Sie hatte sich nicht geirrt. Die Schlieren deuteten darauf hin, dass das Bett bewegt worden war. Mehr als einmal und auch in letzter Zeit. Das Haus war insgesamt nicht klinisch rein geputzt, aber doch sauber. Die Spuren mussten in den letzten Tagen entstanden sein.
Das Schlafzimmer war im Verhältnis zur Einrichtung unverhältnismäßig groß. Jennifer umrundete das Bett und schob vorsichtig. Es ließ sich leichter bewegen, als sie erwartet hatte. Unter dem Bett kam eine gut eineinhalb Meter lange und einen Meter breite Stelle zum Vorschein, an der das Laminat durch einen Teppich ersetzt war, der perfekt mit dem Bodenbelag abschloss. Nur die ausgefransten Ränder zeigten, dass der Teppich nicht fest mit dem Boden verbunden war.
Jennifer schluckte und spürte, wie sich ihr Herzschlag beschleunigte, als sie langsam nach einer Ecke des Teppichs griff. Sie wusste nicht, was sie erwartete. Ihr Gefühl warnte sie eindringlich, und sie lehnte den Oberkörper nach hinten, um einem gegebenenfalls erfolgenden Angriff zu entgehen.
Sie hob den Teppich an.
Darunter kam eine massiv wirkende Stahlluke zum Vorschein.
Jennifer starrte zwei Sekunden lang bewegungslos auf ihre Entdeckung. Dann projizierte ihre Phantasie erste Bilder in ihr Gehirn. Bilder, die zeigten, was sie dort unten hinter der Stahlluke finden würden.

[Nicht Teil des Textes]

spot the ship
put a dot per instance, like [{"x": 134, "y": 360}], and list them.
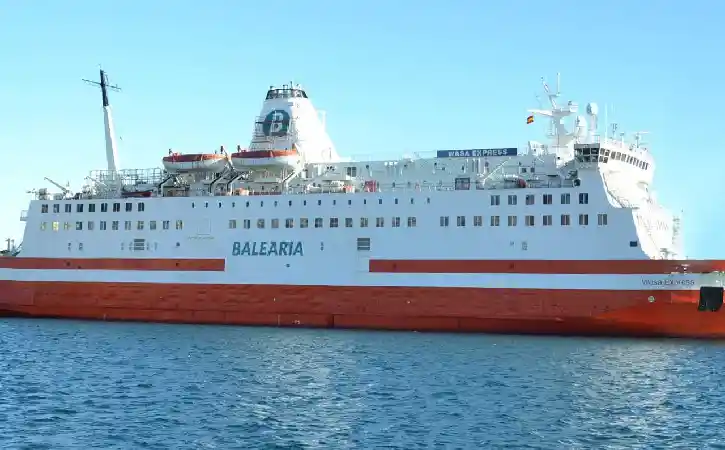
[{"x": 560, "y": 236}]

So lautlos wie möglich zog sie sich zur Schlafzimmertür zurück. Unbewusst war ihre rechte Hand zu der Waffe in ihrem Holster geglitten.
Wortlos verfluchte sie die Entscheidung, ohne Funkgeräte ins Haus zu gehen. Aber mit einer geheimen Kammer unterhalb des Hauses hatte niemand gerechnet. In allen Aufzeichnungen, die sie an einem Samstag in so kurzer Zeit über das Haus hatten auftreiben können, waren keinerlei Kellerräume verzeichnet gewesen.
Darüber hinaus bezweifelte Jennifer, dass es sich um eine genehmigte Baumaßnahme handelte.
Sie wollte die Luke nicht aus den Augen lassen und hatte Glück, dass Grohmann in diesem Moment aus der Küche kam.